Sasha Bainbridge, Lovell’s business development manager in the East Anglia region is one of many advocates of women in construction spearheading change. Sasha works closely with Morgan Sindall Construction colleague, Helen Clements, in the development of a unique new training course. Designed to encourage more women to consider careers in the construction industry The Women into Construction Norfolk Programme is currently being delivered through East Coast College in Lowestoft and offers women across East Anglia the opportunity to gain real insight into the industry through a series of informative workshops, ‘Meet the People’ mentoring sessions, career talks, CSCS training provision, site visits, work experience and also by offering support to individuals with CV writing and interview skills.
Sasha said: “To attract more women into the industry we need to improve its appeal and shatter the many myths surrounding it. The training course offers women real insight into the industry, hearing directly from others about the roles and career options available and their own, first-hand experiences.
“The Covid-19 pandemic has tragically wreaked havoc on many jobs and industries and as a consequence there is now a real opportunity for the construction industry to demonstrate to women how it offers many truly rewarding and stable careers. As a business Lovell is working on a number of projects that offer real job opportunities for women – both directly and within our supply chain - and the course also provides women with the chance to access these.”

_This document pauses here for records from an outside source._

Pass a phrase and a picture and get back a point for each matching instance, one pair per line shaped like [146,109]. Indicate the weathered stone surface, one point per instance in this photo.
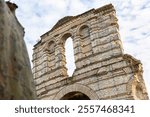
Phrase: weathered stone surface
[102,71]
[16,80]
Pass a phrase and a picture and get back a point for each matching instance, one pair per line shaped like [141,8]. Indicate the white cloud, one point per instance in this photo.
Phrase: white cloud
[38,17]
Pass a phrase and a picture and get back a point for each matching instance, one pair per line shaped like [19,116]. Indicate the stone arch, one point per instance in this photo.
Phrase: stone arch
[64,37]
[76,88]
[46,46]
[81,26]
[136,88]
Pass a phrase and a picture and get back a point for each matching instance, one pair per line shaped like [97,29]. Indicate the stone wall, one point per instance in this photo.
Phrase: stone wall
[102,71]
[16,81]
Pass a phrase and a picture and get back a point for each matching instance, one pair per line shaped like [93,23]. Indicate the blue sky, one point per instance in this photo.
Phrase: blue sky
[38,17]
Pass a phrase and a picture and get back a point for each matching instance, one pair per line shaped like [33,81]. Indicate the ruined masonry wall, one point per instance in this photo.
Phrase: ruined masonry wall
[102,71]
[16,80]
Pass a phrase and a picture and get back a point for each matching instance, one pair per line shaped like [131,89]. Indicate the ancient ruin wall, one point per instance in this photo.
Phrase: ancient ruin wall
[102,71]
[16,81]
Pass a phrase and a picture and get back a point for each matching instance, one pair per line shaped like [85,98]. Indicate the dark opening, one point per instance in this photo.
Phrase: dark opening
[75,96]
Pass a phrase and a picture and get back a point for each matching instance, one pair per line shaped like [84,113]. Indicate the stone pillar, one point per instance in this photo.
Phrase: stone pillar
[16,81]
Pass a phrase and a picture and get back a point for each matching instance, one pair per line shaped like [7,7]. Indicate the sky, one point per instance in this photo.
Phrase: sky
[39,16]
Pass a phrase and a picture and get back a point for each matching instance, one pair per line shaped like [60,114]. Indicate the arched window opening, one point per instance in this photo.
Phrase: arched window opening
[51,47]
[75,96]
[69,53]
[85,40]
[84,31]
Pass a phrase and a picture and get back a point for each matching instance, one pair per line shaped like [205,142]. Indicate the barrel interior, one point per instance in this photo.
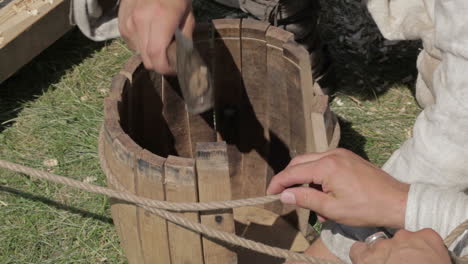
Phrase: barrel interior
[260,103]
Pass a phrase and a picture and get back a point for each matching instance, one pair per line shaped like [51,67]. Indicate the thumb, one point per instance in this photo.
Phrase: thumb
[357,251]
[308,198]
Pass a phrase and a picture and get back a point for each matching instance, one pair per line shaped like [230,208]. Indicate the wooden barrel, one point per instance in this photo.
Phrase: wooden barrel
[268,110]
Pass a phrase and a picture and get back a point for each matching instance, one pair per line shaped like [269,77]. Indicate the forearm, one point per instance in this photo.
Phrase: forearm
[432,207]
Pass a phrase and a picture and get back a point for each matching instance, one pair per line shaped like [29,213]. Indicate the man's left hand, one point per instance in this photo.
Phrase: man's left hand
[354,191]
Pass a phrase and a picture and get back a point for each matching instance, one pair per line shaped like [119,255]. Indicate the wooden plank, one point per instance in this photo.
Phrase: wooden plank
[25,33]
[253,113]
[318,109]
[202,125]
[122,164]
[214,185]
[227,78]
[299,119]
[278,110]
[177,118]
[112,130]
[181,186]
[257,224]
[152,228]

She continued: “For many, construction is seen as a man’s world or somewhere only the toughest women will thrive and succeed but, in my experience, this couldn’t be more wrong. I have worked in the industry for most of my career and I have loved every minute of it. Sexism is something I have rarely encountered and I have always been judged on merit and my ability, which is exactly how it should be.

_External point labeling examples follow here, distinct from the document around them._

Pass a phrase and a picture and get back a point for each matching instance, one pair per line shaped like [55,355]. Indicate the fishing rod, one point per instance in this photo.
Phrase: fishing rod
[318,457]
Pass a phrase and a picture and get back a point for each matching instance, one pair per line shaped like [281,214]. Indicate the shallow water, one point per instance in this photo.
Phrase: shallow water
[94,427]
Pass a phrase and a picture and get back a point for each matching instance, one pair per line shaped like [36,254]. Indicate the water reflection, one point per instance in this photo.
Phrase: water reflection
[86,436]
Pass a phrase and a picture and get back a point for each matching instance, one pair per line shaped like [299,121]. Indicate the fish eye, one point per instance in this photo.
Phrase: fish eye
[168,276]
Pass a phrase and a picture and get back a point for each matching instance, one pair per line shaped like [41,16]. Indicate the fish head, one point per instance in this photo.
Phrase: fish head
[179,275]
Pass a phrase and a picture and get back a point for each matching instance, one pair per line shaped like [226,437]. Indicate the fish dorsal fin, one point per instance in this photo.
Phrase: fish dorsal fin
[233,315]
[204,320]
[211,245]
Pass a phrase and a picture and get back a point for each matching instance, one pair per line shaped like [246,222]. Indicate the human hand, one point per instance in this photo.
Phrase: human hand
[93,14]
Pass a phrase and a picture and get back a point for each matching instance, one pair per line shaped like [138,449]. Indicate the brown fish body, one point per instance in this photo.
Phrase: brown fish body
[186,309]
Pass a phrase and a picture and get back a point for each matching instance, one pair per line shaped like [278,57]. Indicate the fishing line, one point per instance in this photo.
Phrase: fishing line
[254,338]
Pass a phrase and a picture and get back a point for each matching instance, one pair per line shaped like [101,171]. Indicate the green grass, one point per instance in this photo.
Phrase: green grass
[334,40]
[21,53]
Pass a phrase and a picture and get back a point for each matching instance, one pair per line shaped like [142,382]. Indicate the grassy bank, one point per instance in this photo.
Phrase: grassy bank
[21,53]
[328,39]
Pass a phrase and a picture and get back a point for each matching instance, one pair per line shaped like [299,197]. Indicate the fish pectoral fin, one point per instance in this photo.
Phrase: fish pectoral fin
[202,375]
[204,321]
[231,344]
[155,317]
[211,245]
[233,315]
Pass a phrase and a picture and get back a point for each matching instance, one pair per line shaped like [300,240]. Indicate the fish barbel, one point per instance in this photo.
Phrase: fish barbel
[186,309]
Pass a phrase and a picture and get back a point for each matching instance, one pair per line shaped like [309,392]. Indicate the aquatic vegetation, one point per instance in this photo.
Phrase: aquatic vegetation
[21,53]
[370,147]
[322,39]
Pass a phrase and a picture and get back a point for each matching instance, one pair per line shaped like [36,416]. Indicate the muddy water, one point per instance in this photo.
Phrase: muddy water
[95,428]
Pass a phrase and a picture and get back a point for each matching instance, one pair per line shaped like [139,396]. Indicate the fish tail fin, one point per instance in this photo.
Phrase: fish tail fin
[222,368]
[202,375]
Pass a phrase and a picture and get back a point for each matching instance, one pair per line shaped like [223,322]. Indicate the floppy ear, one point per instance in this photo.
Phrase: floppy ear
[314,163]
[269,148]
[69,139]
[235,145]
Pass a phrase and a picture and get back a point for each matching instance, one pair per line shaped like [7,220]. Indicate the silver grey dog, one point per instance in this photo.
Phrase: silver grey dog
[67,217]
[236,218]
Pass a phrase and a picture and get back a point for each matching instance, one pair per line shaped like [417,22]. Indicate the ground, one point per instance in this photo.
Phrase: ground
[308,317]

“Many businesses talk a lot about gender equality and equal opportunities and whilst it is great that it is being recognised, more action needs to be taken to directly address the issue. I’m a firm believer in the phrase “less talking, more doing” which is just one of the reasons I am so passionate about the training programme – it delivers just that!”
Another amazing advocate for women’s careers in construction is Janet Cook, a site manager at Lovell’s Miles Platting development in Manchester. Janet has worked in the industry for over 20 years and has this to say: “Every day we are breaking down barriers for women entering the construction industry – with every woman that takes up a role typically perceived as a male job, we edge closer towards total equality. I’ve been a site manager for many years and I love it. As a career it is challenging but very rewarding and I think more women should consider this path.”
The commitment Lovell is demonstrating to supporting women in construction is recognised throughout Lovell’s supply chain. Michelle Garcia, Technical Advisor of IG doors sums up Lovell’s leading approach: “I have found recently more so than at an any other time, women are accepted into roles that were previously male dominated. I believe some companies are more progressive than others. Lovell being one of the most progressive companies.”